Right now AcousticBrainz is storing summary information to PostgreSQL as jsonb data. In order to run algorithms on audio we need to store frame-level data. This poses several challenges listed here: http://tickets.musicbrainz.org/browse/AB-101
The idea is to still generate aggregated summary data with Essentia streaming_extractor_music but also generate raw frame-level data and submit them together. PostgreSQL would still store JSON summary data but frame-level data would be stored in a faster and more space-efficient format (think protocol buffers). Those data would then be saved to Google’s BigTable storage so it can be queried later for analysis. It’s a key/value storage engine capable of supporting huge amounts of keys -> “These tables will grow at the rate of approximately 2 billion rows per day, which Cloud Bigtable can handle without difficulty.” Currently, the number of collected data is somewhere around 3.5 million songs.
Here is some info from their docs page:
- Each table has only one index, the row key. There are no secondary indices.
- Rows are sorted lexicographically by row key, from the lowest to the highest byte string
- In general, keep all information for an entity in a single row. An entity that doesn’t need atomic updates and reads can be be split across multiple rows. Splitting across multiple rows is recommended if the entity data is large (hundreds of MB).

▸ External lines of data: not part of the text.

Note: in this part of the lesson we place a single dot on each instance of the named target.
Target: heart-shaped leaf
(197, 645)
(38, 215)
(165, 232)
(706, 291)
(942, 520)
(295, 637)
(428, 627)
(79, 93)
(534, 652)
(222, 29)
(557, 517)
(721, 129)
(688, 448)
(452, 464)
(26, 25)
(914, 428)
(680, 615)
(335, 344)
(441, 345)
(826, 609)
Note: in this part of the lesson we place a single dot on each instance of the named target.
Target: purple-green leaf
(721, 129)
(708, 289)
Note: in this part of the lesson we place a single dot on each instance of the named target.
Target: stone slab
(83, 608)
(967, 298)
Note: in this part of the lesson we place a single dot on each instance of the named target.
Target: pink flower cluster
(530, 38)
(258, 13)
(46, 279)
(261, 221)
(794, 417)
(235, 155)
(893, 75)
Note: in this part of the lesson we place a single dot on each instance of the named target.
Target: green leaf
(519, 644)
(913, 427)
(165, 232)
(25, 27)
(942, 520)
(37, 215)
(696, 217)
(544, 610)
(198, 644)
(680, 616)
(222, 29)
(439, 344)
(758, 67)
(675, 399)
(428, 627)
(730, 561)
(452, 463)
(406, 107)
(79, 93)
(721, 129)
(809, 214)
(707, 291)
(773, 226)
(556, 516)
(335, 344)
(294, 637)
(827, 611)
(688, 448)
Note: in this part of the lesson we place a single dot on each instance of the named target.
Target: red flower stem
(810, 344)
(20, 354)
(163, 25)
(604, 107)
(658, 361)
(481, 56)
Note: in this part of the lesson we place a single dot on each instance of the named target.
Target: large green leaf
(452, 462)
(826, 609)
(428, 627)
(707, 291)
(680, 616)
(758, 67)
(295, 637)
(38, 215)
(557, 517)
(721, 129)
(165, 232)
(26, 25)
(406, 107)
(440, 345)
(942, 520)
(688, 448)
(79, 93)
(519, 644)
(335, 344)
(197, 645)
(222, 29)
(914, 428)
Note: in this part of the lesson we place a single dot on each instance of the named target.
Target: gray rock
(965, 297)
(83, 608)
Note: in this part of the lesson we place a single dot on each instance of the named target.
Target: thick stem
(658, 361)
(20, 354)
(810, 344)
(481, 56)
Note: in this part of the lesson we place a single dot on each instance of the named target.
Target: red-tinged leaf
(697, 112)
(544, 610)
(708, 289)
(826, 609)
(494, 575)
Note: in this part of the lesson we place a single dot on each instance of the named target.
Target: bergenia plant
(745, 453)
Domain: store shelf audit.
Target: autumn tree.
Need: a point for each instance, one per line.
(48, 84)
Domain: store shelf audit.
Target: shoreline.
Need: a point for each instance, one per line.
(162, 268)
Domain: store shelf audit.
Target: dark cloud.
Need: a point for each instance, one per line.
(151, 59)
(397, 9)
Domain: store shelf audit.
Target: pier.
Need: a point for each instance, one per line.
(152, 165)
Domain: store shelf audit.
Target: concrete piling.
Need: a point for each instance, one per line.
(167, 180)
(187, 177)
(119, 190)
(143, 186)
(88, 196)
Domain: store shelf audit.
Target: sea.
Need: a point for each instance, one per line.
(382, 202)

The lexicographically sorted keys and the ability to index a large number of rows makes it ideal to store audio data. A similar example is given for server metrics data: https://cloud.google.com/bigtable/docs/schema-design-time-series#server_metrics
We can use the guidelines for server metrics data to design the db schema for AcousticBrainz data.

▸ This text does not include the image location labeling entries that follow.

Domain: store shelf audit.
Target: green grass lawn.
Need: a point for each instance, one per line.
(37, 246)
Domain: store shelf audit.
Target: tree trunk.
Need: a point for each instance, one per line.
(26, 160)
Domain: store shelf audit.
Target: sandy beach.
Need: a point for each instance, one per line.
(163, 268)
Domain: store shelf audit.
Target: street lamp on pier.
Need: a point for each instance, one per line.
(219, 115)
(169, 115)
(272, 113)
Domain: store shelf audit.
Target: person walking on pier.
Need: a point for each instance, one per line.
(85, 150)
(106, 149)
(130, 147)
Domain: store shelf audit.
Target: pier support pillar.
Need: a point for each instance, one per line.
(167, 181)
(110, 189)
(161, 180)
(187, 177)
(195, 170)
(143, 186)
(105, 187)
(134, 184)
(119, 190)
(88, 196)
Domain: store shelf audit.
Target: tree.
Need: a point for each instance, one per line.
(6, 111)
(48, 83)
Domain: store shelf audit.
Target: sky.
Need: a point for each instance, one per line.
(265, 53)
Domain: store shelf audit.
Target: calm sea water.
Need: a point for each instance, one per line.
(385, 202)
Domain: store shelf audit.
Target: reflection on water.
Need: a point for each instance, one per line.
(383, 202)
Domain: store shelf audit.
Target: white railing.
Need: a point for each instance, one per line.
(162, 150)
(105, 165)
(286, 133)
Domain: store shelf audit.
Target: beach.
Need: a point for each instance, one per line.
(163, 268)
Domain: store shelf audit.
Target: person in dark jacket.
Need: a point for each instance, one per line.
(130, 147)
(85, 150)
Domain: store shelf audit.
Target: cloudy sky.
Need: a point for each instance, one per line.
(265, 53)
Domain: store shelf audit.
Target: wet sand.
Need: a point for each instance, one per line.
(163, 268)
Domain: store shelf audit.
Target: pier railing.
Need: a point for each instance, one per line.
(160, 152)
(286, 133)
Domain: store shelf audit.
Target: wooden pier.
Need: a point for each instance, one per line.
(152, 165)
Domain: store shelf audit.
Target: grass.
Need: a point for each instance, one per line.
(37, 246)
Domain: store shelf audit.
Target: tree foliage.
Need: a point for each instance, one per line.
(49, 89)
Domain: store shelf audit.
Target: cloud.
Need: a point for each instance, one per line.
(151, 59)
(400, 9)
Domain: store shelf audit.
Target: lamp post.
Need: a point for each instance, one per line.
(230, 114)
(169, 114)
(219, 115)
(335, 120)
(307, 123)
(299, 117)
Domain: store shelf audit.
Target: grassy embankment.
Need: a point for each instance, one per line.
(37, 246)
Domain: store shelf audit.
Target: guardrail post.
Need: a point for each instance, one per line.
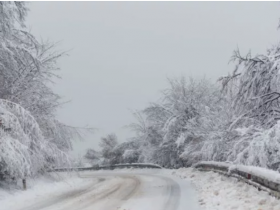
(24, 184)
(248, 176)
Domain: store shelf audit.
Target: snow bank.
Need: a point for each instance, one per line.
(50, 185)
(269, 175)
(217, 192)
(264, 173)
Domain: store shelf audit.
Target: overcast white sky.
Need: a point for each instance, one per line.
(122, 52)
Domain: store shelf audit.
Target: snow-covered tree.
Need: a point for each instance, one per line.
(107, 145)
(31, 138)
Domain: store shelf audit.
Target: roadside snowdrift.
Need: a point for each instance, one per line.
(50, 185)
(217, 192)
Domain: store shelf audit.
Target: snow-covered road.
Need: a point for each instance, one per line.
(121, 190)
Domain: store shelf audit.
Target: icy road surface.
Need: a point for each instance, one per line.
(122, 190)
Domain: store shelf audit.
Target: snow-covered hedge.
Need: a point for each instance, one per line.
(262, 178)
(127, 165)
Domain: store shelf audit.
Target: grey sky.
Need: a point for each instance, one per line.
(122, 52)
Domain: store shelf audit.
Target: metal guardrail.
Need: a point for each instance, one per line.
(108, 167)
(261, 183)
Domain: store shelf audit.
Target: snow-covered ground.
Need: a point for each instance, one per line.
(50, 186)
(137, 189)
(217, 192)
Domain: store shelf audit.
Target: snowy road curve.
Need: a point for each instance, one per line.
(122, 190)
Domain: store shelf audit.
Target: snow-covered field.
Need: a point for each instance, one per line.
(137, 189)
(217, 192)
(150, 189)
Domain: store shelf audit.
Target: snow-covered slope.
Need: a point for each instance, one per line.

Before we can accomplish this we need support for frame-level data in streaming_extractor_music. I’m under the impression that the tool needs more work before releasing a new version so in order for this to work by the end of summer we need coordination between Essentia and AcousticBrainz webservice developers. Designing the BigTable schema and setting it up doesn’t have to wait for the tool.

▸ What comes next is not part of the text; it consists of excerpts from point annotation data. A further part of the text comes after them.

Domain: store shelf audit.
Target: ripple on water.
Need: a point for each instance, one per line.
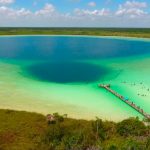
(67, 72)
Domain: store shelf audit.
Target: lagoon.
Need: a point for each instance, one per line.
(49, 74)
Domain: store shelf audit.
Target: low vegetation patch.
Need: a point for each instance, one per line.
(21, 130)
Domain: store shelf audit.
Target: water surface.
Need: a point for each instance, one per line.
(50, 74)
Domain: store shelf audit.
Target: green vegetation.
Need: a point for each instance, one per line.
(130, 32)
(31, 131)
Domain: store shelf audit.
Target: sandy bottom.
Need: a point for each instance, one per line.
(130, 77)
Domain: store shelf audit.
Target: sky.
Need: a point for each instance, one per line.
(74, 13)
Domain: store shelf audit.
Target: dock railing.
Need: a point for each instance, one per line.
(127, 101)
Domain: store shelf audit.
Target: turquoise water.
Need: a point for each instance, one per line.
(50, 74)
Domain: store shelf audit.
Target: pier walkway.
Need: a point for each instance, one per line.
(127, 101)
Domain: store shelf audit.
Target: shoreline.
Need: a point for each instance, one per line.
(84, 36)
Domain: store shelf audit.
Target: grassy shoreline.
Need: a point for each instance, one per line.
(124, 32)
(20, 130)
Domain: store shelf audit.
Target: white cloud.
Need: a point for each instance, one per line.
(132, 9)
(83, 12)
(47, 10)
(92, 4)
(135, 4)
(3, 2)
(131, 15)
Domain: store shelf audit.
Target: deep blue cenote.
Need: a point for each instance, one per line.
(59, 58)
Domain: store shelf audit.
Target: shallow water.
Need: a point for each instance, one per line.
(60, 74)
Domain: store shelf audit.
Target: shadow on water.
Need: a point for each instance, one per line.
(67, 72)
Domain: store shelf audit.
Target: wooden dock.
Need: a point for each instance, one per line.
(127, 101)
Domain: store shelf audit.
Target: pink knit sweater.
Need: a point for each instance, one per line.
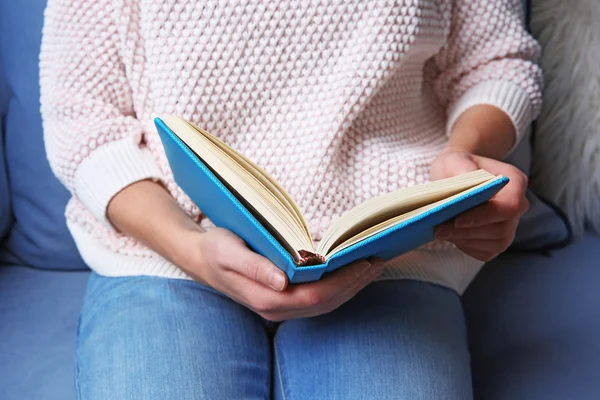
(338, 100)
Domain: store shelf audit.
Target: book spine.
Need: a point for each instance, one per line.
(309, 258)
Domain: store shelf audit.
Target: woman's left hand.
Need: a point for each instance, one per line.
(489, 229)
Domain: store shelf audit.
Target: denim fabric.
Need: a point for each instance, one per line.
(154, 338)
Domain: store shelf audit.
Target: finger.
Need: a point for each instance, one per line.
(504, 206)
(302, 300)
(314, 294)
(256, 267)
(478, 254)
(509, 203)
(491, 231)
(485, 245)
(341, 298)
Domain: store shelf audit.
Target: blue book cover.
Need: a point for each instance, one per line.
(225, 210)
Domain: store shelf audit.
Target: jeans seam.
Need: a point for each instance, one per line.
(278, 367)
(77, 383)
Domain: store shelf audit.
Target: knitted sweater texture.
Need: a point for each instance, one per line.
(338, 100)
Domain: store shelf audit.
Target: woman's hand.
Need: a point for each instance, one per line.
(223, 261)
(220, 259)
(487, 230)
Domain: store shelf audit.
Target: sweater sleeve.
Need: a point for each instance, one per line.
(93, 140)
(489, 59)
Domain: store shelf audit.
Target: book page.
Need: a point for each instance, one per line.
(382, 208)
(271, 184)
(399, 219)
(253, 188)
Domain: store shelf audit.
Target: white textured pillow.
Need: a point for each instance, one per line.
(566, 161)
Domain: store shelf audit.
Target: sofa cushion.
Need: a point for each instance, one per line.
(39, 236)
(38, 326)
(5, 209)
(534, 325)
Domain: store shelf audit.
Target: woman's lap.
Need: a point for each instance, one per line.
(154, 338)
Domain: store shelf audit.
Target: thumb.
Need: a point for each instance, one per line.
(257, 268)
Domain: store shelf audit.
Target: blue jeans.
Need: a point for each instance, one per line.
(154, 338)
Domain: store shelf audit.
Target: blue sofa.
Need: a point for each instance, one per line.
(534, 317)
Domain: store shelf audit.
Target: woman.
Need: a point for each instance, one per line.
(339, 101)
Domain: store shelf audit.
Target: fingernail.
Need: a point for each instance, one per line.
(443, 233)
(464, 222)
(277, 280)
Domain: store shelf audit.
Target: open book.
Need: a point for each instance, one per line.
(238, 195)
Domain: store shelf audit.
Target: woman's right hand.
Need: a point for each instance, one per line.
(223, 261)
(220, 259)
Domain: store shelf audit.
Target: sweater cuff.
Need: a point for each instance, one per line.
(108, 170)
(507, 96)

So the flow would go like this:
- Generate summary and frame-level JSON data with streaming_extractor_music
- Submit the data to the webservice
- Store summary data to postgres and frame-level data to the local storage in protobuf format and to BigTable
(Not sure when data should actually be converted to protobuf, maybe with streaming_extractor_music, maybe after upload, needs to be brainstormed)
- Efficiently fetch audio data frames from BigTable
- Do machine-learning magic
Think of this as a working draft for a GSOC proposal in the making if everyone is on board with the idea.
Any input or help with expanding this idea further?